Il me semble que l’Assemblée nationale a déjà fait son travail en votant la loi de 1966 sur les sociétés commerciales, puis les modifications de celle-ci. En 1975, la cob a émis une note d’information précisant que le chef d’entreprise a droit à une rémunération fixe et à une rémunération variable. Celle-ci doit être en corrélation avec les résultats de l’entreprise, faute de quoi il y a abus de bien social. Mais alors, pourquoi ces messieurs de la cob n’ont ils pas agi contre Vivendi et Alstom ? Je reconnais toutefois que certains dirigeants - je pense notamment au président d’Alstom qui a renoncé à son golden parachute - ont fait un geste, mais c’est un autre problème de savoir si ce geste peut les exonérer des fautes commises dans la gestion de l’entreprise. MM. Messier, Bronfman et Lescure pourraient s’inspirer de ces exemples.

Si aucune solution n’est trouvée pour mettre fin à ces abus, la justice devra sévir, car l’abus de bien social est caractérisé, comme l’a d’ailleurs confirmé la Cour de cassation. Sans doute ce problème est-il avant tout une question de moralité, mais il pose aussi une question de forme, car les golden parachutes sont des conventions réglementées, régies comme telles par l’article L. 225-38 du code de commerce. La loi existe donc, il suffit de l’appliquer. Il n’est pas besoin de voter une nouvelle loi : il y en a déjà trop en France. Il ne faut pas étouffer le monde financier, qui doit être régi par le principe du libéralisme. La cob doit sanctionner les abus. Elle l’a d’ailleurs fait dans le cas de sidel puisqu’elle a condamné son dirigeant à payer un million d’euros.
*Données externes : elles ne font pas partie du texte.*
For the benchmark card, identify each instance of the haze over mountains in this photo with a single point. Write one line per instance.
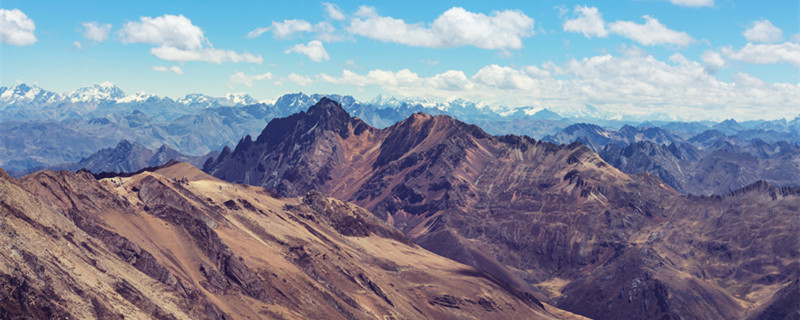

La plupart du temps cependant, contrairement à la sécurité routière, domaine dans lequel on agit, la sécurité financière n’est pas assurée. C’est pourtant un problème sérieux qui se traduit par des taux de chômage de 33 % dans certaines villes. Cela est inadmissible quand l’insécurité vient de ce que certains dirigeants ont commis des abus très importants. Les problèmes de Vivendi ont coûté déjà 100 millions d’euros à la société. C’est inacceptable ! Il faut arrêter cette mascarade judiciaire qui se déroule aux États-Unis. Nous devons traiter nos problèmes nous-mêmes. Ils ne concernent pas que M. Messier, mais aussi M. Edgar Bronfman, qui a touché 25 millions d’euros au titre de son golden parachute, auxquels s’ajoute la somme de 10 millions d’euros qu’il a touchée en tant que consultant lors des mandats de M. Messier puis de M. Fourtou. J’ai lu un article de M. Bronfman où il expliquait que, bien que vice-président, il s’était fait « berner » par M. Messier. En tant que consultant, il aurait dû dénoncer l’abus de bien social au vu des résultats de Vivendi. J’enjoins M. Bronfman à rendre l’argent qu’il a touché aux salariés de l’entreprise et M. Messier à faire de même. Quant à M. Fourtou, il devrait arrêter de dépenser notre argent aux États-Unis. Les frais de procédure à New York ont déjà coûté huit millions de dollars. 25 millions d’euros ont été bloqués par la sec aux États-Unis et 20 millions d’euros en France, alors que le litige concerne une somme de 20 millions d’euros. J’ai donc proposé au président du tribunal de commerce de Paris de faire un pas vers la négociation, proposition qui a été entendue par M. Messier. Si ce problème n’est pas réglé à l’amiable, que va-t-il se passer ? Les actionnaires de Vivendi ne sont au courant de rien, ni du golden parachute ni de ses clauses d’arbitrage. La loi française est claire : ce sont les administrateurs responsables qui devront payer avec leur propre carnet de chèque. Je profite de la tribune que vous m’offrez pour inviter MM. Fourtou et Bébéar à s’asseoir à la table des négociations pour régler ce problème le plus rapidement possible.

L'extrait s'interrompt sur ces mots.